Tra gli articoli più richiesti spiccano abbigliamento, scarpe e accessori. «Probabilmente comprerò un paio di scarpe, così mi dureranno anche l'anno prossimo», racconta una cliente. Altri puntano a rinnovare il guardaroba con qualche capo estivo, mentre qualcuno ammette di non avere ancora le idee chiare: «In effetti non ho necessità di niente. Vedrò all'ultimo se troverò qualcosa che mi serve».

Anche l'approccio alla spesa cambia da persona a persona. C'è chi stabilisce un tetto massimo prima di entrare nei negozi e chi, invece, decide sul momento. «Non lo fisso mai, vediamo se ci sono davvero offerte che valgono la pena», spiega una ragazza. Altri raccontano di voler cogliere l'occasione per concedersi qualche acquisto in più del previsto. E c'è anche chi scherza parlando di «spese folli», deciso a togliersi qualche sfizio rimandato durante l'anno.

Tra i protagonisti del primo giorno di saldi ci sono anche i turisti, che approfittano della vacanza per passeggiare tra i negozi, ma con qualche suggerimento per il commercio locale.

«Siamo in vacanza. Veniamo dalla Romagna, io sono sarda ma vivo lì e, secondo noi, i negozi dovrebbero aprire prima al mattino e soprattutto restare aperti la sera. Dopo una giornata di mare si cena e poi si va volentieri a fare shopping».

C'è anche chi rilancia: «Almeno fino alle 22, ma anche fino a mezzanotte».

Tra gli esercenti prevale invece l'ottimismo. Dopo un primo semestre positivo, le aspettative per la stagione sono incoraggianti.

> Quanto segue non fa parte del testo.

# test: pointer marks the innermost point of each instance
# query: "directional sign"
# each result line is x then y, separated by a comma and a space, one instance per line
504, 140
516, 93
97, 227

«Finora abbiamo vissuto un semestre molto positivo, quindi siamo ottimisti anche per i prossimi mesi», spiega un commerciante. «La presenza dei turisti è fondamentale dal punto di vista economico e rappresenta una parte importante del nostro lavoro. Puntiamo molto su questo periodo e siamo fiduciosi che anche gli ultimi mesi dell'anno seguiranno la scia positiva registrata finora».

Il primo giorno di sconti restituisce così l'immagine di una Sardegna divisa tra prudenza e voglia di concedersi qualche sfizio: c'è chi entra nei negozi con una lista già pronta, chi aspetta il vero affare e chi, semplicemente, si lascia conquistare da un'occasione conveniente.